音楽の墓場

音楽をほとんど聴かない。聴きたい音楽がないのだ。

そんな中で定期的に何度も聴いているのがこれ。

LES FLEUR/4hero

一昔前まで、音楽を作る人は特別な存在だった。でも、現在はパソコンという楽器があれば誰でも作れてしまう。ありふれた、なんでもないことだ。

楽曲もデジタル化が進み、売り上げはパッケージ商品を上回ったそうだ。
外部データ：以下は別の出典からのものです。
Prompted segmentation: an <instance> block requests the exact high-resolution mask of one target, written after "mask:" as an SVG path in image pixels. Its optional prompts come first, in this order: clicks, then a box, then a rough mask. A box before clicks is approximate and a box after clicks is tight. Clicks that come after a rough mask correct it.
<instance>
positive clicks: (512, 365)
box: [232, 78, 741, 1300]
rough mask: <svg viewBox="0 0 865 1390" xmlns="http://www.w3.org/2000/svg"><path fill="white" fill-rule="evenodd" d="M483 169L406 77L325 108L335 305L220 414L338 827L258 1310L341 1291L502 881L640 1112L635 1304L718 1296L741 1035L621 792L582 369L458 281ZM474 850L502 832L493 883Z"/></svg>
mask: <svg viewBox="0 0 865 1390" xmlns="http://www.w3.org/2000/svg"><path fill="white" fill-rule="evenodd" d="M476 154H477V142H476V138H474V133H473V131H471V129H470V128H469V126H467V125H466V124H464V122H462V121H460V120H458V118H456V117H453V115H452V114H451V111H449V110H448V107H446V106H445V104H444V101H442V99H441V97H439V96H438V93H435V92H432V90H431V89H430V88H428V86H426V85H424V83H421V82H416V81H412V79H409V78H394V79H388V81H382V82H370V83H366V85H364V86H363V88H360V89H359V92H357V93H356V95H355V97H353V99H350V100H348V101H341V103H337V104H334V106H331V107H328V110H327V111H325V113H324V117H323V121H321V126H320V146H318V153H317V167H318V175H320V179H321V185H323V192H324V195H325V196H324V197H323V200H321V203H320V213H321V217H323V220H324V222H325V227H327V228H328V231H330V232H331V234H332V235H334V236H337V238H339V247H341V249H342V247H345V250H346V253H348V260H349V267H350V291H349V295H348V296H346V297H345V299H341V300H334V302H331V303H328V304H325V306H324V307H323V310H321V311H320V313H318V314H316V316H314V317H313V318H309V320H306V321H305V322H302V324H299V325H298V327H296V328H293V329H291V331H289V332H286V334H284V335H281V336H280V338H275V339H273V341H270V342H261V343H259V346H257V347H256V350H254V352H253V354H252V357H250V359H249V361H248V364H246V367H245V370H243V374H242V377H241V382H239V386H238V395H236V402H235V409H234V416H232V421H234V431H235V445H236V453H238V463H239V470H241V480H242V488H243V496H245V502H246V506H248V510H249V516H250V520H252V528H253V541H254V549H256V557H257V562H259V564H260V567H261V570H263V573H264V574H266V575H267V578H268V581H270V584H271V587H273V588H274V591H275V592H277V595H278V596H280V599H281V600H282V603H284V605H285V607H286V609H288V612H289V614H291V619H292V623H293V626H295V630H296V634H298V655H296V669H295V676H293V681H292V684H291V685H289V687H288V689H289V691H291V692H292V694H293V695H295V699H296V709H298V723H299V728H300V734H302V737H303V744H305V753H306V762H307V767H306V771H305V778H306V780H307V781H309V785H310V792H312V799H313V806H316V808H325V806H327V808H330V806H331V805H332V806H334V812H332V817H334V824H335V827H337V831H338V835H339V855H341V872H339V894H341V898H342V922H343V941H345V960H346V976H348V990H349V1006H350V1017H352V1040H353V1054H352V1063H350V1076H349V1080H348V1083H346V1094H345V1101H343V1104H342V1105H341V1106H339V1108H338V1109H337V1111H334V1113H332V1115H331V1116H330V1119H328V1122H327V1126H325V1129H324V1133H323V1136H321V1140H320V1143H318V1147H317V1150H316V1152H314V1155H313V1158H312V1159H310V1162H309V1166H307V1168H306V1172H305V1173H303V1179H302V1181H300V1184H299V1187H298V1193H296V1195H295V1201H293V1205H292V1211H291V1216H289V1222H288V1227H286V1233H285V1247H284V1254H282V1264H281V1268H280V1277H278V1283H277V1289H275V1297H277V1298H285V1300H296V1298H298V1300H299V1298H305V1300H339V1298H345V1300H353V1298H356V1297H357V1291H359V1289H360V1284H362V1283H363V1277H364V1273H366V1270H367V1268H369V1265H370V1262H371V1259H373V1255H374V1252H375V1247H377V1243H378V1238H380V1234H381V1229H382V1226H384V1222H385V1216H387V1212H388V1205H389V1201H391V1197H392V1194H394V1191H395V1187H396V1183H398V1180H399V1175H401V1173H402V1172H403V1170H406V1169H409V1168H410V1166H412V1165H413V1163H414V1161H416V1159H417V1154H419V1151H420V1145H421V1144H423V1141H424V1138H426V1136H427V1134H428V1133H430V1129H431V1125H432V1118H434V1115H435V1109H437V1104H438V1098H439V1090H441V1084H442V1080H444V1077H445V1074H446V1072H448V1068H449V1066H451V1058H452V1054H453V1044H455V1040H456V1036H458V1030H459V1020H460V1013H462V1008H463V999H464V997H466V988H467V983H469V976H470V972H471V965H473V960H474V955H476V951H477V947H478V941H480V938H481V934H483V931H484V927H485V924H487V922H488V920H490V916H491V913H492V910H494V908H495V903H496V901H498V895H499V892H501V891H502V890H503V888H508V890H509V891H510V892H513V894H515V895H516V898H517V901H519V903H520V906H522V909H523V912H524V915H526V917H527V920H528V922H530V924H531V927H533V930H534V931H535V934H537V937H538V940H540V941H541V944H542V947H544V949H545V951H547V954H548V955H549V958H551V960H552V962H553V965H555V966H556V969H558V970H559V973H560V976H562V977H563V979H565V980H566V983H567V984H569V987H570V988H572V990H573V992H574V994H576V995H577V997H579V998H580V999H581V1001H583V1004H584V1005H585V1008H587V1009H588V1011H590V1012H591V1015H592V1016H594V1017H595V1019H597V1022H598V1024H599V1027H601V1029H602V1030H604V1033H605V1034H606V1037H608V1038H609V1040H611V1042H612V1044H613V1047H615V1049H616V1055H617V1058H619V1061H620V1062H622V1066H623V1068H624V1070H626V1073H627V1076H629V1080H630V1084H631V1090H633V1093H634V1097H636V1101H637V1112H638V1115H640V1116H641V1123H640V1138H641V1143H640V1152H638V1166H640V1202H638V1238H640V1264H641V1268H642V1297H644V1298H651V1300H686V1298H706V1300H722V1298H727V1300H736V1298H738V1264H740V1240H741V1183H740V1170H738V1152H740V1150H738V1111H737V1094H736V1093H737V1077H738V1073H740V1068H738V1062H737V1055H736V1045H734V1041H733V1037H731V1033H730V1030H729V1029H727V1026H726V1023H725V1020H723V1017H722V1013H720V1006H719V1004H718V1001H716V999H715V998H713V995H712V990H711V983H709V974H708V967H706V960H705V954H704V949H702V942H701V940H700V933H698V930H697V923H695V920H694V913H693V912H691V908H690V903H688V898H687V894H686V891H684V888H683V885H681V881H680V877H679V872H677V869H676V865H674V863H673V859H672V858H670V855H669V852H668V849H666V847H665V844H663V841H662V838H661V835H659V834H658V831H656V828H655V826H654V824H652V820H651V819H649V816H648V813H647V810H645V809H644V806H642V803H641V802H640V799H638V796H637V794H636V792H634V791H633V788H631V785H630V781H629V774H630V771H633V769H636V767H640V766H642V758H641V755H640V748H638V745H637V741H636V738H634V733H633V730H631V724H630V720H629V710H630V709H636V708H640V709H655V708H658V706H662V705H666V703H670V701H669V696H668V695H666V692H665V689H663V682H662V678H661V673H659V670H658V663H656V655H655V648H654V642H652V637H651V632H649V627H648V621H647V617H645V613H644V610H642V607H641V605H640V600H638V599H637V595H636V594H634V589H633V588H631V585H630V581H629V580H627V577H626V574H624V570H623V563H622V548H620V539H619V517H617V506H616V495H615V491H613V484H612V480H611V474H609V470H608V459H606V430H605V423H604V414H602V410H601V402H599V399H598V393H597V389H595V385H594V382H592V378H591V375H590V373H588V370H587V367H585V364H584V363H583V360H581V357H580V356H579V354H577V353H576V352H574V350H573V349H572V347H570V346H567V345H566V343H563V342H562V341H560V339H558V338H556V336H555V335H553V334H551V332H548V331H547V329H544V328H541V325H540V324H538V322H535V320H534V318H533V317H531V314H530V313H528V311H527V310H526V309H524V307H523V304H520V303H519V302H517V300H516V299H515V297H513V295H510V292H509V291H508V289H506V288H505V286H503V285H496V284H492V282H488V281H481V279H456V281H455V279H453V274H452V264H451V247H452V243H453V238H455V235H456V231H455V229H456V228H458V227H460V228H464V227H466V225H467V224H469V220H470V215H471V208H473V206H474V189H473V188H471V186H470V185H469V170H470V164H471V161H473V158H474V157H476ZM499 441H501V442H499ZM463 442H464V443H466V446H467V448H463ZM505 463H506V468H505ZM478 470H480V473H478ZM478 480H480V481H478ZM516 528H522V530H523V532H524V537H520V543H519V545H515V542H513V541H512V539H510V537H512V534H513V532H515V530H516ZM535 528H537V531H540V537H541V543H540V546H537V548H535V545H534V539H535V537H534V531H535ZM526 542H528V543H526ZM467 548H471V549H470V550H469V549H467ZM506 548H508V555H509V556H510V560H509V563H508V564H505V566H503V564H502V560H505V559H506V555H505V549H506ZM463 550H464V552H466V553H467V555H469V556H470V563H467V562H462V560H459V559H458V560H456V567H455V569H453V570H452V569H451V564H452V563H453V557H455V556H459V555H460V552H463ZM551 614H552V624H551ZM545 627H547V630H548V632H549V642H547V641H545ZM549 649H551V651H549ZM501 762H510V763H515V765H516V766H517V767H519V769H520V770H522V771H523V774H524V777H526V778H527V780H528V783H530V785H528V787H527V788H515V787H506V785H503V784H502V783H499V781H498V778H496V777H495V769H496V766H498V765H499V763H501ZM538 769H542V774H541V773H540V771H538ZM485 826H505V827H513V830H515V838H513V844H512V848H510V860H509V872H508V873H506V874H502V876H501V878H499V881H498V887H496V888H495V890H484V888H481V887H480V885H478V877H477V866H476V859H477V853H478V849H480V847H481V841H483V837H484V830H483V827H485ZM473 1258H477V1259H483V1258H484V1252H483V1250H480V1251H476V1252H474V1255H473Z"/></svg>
CDショップへ行くと「ここは音楽の墓場か?」と思えるくらいおびただしい量のCDが並ばされている。

なんだかジンルイが築いた文化の成れの果てのようだ。

物質の余剰はある一点を境にして逆流を開始する。

それはジンルイだけの経済サイクルの中に陥れられた音楽が、本来の輝きを取り戻すことでもある。

遠い昔、耳という器官は外敵から身を守るための防衛装置だった。

そして長い年月をかけ、外部からの危険信号としての音を、楽しむための“音”に進化させた。

それは自然の調和から逸脱した人間としての崇高な“遊び(楽)”だった。

いつの間にやら、その崇高さ、神聖さを失い、ただの商品になり下がってしまったのだ。

本当は「現実の自分自身を超越するための媒介者」であり、世界総体の摂理から逸脱してしまったジンルイの叫び声であり、回帰のための一瞬のキラメキを生む「得体のしれない何か」だったのだ。